The nitty-gritty: You can earn up to 8% commission on all sales that are referred to Drizly from a tracked link placed on your site. You’re paid the first time a customer visits to make a purchase, PLUS any subsequent tracked purchases that customer makes for up to 30 days. Average orders are over $70, so those commissions can add up quick. Which means you’ll be ordering the fancy drinks for next weekend.”

As a consumer, Drizly sounds kind of cool to me. Sort of the Doordash for booze.

 But Affiliates? Commissions? Money? 

Then when reviewing www.winc.com for another post published last week, I ran into this on its home page:

 Are you an affiliate looking to run the Winc Affiliate Program? Join now!

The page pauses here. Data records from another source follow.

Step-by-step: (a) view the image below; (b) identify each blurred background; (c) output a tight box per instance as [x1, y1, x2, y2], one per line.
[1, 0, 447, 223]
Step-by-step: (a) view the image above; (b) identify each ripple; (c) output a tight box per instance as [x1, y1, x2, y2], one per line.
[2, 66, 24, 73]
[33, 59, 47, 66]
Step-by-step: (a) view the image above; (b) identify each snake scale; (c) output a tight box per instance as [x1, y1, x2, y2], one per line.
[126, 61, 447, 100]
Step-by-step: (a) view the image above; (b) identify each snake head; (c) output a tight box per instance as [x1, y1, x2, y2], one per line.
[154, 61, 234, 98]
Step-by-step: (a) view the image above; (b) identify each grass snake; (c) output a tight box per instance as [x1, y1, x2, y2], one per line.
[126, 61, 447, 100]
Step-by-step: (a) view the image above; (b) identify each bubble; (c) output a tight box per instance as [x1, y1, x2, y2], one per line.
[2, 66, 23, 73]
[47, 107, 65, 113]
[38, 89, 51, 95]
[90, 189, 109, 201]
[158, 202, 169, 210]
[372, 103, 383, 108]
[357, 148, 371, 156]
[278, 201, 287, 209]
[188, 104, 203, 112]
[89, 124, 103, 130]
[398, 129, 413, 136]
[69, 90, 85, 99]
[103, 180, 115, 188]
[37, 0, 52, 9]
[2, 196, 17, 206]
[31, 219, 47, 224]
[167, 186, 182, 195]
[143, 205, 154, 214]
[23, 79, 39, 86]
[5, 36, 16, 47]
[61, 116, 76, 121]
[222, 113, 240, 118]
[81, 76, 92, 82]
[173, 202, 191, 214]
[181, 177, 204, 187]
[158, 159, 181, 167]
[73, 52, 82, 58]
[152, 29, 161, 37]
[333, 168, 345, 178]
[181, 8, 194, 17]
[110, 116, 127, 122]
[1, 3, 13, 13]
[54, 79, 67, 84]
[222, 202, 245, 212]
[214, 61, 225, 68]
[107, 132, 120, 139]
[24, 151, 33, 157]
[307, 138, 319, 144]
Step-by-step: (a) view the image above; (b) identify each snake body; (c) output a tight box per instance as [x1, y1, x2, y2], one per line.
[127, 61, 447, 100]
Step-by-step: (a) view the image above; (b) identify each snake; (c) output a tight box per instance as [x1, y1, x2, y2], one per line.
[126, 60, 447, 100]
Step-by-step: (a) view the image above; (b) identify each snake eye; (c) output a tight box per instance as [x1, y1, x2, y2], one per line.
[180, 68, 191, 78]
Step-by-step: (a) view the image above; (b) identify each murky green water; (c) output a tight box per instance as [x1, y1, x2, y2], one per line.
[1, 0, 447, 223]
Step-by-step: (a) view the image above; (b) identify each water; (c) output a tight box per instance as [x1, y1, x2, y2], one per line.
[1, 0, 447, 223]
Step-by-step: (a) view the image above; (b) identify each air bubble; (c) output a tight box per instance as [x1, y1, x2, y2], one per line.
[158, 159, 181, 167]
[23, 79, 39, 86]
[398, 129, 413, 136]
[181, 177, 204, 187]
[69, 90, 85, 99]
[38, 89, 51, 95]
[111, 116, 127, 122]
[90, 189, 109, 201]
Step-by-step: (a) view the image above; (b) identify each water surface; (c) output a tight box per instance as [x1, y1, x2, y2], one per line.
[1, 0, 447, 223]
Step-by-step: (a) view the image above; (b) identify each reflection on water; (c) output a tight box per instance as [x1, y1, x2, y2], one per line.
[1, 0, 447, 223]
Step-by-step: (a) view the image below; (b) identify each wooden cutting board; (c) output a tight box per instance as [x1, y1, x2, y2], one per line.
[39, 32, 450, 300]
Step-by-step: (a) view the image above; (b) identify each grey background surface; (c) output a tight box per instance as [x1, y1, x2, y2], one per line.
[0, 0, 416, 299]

This also got my attention and eventually helped me understand why winc is so highly rated in reviews of subscription type wine clubs.

 A reviewer, aka an affiliate, any writer or influencer can enjoy the following perks: 

  • Earn up to $18 commission for every new subscription
  • 10% revenue share on gift card, gift box, and shop purchases
  • Variety of updated creative

Special coupons and seasonal promotional opportunities

  • Performance and bonus incentives for our partners
  • Opportunity to try Winc on the house!

Well, it seems this is the norm today, linking what appears to be advice to a seller like Drizly or winc for commissions. This goes way beyond the “refer a friend and get $20 off your next order.”

But just to be sure, I checked out other subscription wine clubs only to find some like the Cellars wine club that make even more lucrative proposals for affiliates:

  • 15% commission, no joining cost.
  • High average order of $192: That’s an average $28.80 commission on every order!
  • Lengthy 120-day cookie: As long as one customer signs up for one of our clubs within 120 days of their first click-through, you earn a commission.
  • Commission paid daily.
  • Use our high-quality images and easy to share information to assist your promotion.
  • Our staff is available to assist with individualized campaign strategies.
  • Access to special promotions and incentive programs.

Yes, we are talking real bucks $$$ and, yes, it is widespread.

A few reviewers, sorry, affiliates, will fess up in the beginning, as did this one:

“This article includes affiliate links. That means we will be compensated if this Winc review convinces you it is the right wine club for you.”

Sometimes on other sites a disclaimer appears in tiny print as a link at the bottom of a website. Such as this one which touts winc:

“Just so you know, this post may contain affiliate links. Meaning I receive commissions for purchases made through those links, at no cost to you. Please understand that I have experience with all of these companies, and I recommend them because they are helpful and useful, not because of the small commissions I make if you decide to buy something.”

Or this one:

“The wine club offers that appear on our website are from wine club companies from which http://www.thewineclubreviews.com receives compensation. This compensation may impact how and where products appear on this site (including, for example, the order in which they appear). This site does not include all wine club companies, or all available wine club offers.”

Somehow it is worth noting the author who rated winc tops describes himself this way:

“The author of this site is not a professional wine taster but simply loves to cook as a hobby and is extremely passionate about it.”

How about those credentials? Well, hard to say if he’s passionate about wine or cooking. Or commissions.

But who cares. At least he didn’t describe himself as a “ wine influencer.”

Now some will say, “so what?” Websites can be so easily equipped with links and cookies that this is normal and no one is being harmed. 

That reminds me of those famous words recently uttered, “Get over it.”

But I can’t get over it because, as you’ll see in my next post, wine is not just another consumer product and marketing through affiliates is becoming big business.

Just google “top wine affiliates program” and see what I mean.